Gecoverte Songs sind ein Thema für sich. Es gibt solche, hinter denen das Original geradezu verblasst. Für mich ist die Neuinterpretation von U2s „Where The Streets Have No Name“ von den Pet Shop Boys, nebenbei ein absoluter Pionier des Bastard Pop aka Mashup, weil es auch Frankie Vallis „Can’t Take My Eyes Off You“ gleich mitcovert, ein perfektes Beispiel dafür. Dann gibt es solche, die alles kaputt machen. Nochmal U2: Deren für mich relevantester Song „One“ wurde so oft neu eingespielt und dabei seiner Hitnoten und seines Wesens beraubt, dass selbst jemand wie Bono einem echt leid tun kann. Von „Creep“ ganz zu schweigen: Ich möchte bitte nie wieder eine Weichspül-Lounge-Version davon in einer Hotellobby oder einem Restaurant hören müssen, bitte. Es könnte hochwertiges Porzellan zu Bruch gehen.

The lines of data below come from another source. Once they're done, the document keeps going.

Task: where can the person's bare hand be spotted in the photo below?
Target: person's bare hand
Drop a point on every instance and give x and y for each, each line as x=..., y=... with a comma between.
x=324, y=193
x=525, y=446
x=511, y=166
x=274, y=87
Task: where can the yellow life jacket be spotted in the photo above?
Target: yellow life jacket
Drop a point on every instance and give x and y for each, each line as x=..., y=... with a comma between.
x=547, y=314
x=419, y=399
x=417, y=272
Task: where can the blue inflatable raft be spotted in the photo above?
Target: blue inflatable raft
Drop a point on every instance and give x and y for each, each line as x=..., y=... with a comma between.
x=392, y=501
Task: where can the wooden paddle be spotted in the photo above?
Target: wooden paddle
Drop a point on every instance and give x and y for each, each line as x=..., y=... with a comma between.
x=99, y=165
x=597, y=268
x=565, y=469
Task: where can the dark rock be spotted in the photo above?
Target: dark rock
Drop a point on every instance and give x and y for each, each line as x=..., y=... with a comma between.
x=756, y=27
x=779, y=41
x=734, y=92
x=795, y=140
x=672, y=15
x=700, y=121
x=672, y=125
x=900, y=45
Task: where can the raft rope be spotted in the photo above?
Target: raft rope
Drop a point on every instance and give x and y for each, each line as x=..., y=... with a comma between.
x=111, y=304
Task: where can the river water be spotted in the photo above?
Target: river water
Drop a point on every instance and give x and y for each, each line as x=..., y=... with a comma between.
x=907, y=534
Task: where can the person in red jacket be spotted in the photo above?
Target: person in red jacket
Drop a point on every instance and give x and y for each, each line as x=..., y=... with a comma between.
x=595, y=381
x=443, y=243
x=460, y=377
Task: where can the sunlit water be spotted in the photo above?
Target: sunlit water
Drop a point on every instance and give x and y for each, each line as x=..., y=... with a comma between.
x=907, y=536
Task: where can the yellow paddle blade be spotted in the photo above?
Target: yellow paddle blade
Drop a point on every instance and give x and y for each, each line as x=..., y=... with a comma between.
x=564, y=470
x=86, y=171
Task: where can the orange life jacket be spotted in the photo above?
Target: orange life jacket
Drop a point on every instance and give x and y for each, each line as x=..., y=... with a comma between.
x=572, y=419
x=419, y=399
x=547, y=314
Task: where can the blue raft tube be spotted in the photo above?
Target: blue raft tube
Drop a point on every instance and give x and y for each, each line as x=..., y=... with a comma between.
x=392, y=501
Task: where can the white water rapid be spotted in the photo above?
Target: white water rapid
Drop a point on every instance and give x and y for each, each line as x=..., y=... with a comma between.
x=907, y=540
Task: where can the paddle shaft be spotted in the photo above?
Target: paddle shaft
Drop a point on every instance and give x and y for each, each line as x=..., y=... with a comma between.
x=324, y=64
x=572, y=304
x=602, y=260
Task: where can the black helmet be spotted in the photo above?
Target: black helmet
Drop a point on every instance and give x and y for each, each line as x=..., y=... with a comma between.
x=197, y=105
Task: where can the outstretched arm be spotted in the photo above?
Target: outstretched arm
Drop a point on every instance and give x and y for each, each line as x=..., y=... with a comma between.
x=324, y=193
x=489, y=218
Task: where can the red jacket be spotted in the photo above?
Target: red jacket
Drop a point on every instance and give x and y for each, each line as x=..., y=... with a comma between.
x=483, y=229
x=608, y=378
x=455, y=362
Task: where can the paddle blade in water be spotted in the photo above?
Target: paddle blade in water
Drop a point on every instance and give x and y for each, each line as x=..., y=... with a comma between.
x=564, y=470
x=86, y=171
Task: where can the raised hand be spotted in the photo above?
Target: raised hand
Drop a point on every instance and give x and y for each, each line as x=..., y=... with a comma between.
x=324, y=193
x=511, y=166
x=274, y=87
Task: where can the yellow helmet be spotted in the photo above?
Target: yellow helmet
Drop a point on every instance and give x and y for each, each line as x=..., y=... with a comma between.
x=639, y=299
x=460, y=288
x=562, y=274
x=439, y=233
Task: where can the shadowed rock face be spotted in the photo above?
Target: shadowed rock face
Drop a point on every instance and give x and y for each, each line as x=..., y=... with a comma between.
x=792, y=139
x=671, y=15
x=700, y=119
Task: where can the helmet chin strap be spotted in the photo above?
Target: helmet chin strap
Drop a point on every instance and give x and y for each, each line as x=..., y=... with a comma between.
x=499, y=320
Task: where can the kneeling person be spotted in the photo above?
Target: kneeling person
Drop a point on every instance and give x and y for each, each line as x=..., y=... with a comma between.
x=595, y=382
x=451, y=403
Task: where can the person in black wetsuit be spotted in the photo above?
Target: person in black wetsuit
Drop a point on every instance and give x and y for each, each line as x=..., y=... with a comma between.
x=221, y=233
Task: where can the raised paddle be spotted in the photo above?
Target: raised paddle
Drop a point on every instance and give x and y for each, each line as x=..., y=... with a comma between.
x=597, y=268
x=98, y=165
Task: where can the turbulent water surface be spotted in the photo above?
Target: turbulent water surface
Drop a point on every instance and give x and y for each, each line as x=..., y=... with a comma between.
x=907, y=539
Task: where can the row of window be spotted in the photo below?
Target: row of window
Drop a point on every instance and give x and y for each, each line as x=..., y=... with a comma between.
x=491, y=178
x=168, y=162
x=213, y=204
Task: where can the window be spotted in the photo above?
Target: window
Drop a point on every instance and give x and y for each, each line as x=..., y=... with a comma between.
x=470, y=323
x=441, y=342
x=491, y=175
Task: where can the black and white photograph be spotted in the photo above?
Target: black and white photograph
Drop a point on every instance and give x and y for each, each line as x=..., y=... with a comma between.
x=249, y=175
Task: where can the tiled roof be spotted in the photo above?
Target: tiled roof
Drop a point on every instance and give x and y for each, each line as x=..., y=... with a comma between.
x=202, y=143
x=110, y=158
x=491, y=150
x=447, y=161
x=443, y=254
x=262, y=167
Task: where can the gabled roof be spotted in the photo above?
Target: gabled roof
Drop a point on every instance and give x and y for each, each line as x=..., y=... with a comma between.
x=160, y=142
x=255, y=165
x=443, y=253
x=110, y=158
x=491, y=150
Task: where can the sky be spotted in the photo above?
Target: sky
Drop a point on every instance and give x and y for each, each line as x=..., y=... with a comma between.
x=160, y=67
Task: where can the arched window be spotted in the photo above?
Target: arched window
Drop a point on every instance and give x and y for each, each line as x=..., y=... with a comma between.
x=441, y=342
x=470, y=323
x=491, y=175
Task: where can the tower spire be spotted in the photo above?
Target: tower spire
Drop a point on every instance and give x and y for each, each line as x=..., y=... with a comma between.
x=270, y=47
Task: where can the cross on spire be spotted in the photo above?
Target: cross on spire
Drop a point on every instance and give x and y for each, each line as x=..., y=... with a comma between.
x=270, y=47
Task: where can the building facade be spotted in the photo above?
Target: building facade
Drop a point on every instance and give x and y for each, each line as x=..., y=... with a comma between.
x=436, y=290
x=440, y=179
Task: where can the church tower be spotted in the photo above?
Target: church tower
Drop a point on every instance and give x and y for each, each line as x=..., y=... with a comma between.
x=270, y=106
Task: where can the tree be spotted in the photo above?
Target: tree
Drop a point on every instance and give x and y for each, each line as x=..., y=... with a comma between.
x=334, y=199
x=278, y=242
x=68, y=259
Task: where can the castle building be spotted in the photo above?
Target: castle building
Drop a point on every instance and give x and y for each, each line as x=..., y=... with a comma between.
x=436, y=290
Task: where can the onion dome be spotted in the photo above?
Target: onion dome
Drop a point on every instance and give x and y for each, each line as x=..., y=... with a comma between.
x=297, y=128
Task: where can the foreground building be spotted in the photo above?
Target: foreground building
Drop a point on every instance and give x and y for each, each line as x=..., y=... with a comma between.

Nouvelle Vague aus Frankreich haben sich als Band aufs Covern spezialisiert. Das halten sie seit 20 Jahren tapfer durch, da erschien ihr erstes Album, das so heißt wie sie selbst. Besonders die Eighties, pardon, les années quatre-vingts, haben es dem Kollektiv, das mit verschiedenen Sängerinnen und Sängern arbeitet, angetan. Auf dem ersten Album finden sich mit Bossa Nova, Easy Listening, Loungepop und anderen Stilarten überarbeitete Klassiker wie „Love Will Tear Us Apart“ oder das ewig fantastische „In A Manner Of Speaking“ von Tuxedomoon. Das Jahrzehnt ist ein unerschöpflicher Pop-Fundus, und so hat man über die Zeit acht weitere Alben veröffentlicht. Nun das zehnte, „Should I Stay Or Should I Go“. Ich weiß, ich weiß. Der Clash-Klassiker braucht wahrlich kein weiteres Cover, er hätte nie auch nur ein einziges gebraucht. Auch dieses nicht, und das gilt für viele weitere Stücke des Albums: People Are People? Im Original, das in meinen Ohren immer klingt wie in einem Werkraum aufgenommen, einfach perfekt. You Spin Me Round? Die Hektik, die Dead Or Alive damit verbreiten, ist einzigartig gut. The Look Of Love? Shout? Only You? Puh. Herrje. Alles Dickschiffe des Pop, die mehr krude als galant ins Varietéformat gedreht wurden. Auf Albumlänge kaum erträglich. Eher was für den verrauchten kleinen Club im soundsovielten Arrondissement, roter Vorhang, viele schwarze Bugholz-Stühle. Oder fürs Kinofoyer davor oder danach. Oder gleich einen Nouvelle-Vague-Hommagefilm. Immerhin: Der Closer „This Charming Man“ erinnert in seiner geradezu ironischen Leichtigkeit an Zeiten, als The Mike Flowers Pops „Wonderwall“ aus den Neunzigern mühelos in die Sechziger beförderten, in denen die Gallaghers vermutlich sowieso am liebsten am Start gewesen wären. Ein milde stimmendes Finale, aber für den Moment hat es sich erstmal ausgecovert für mich.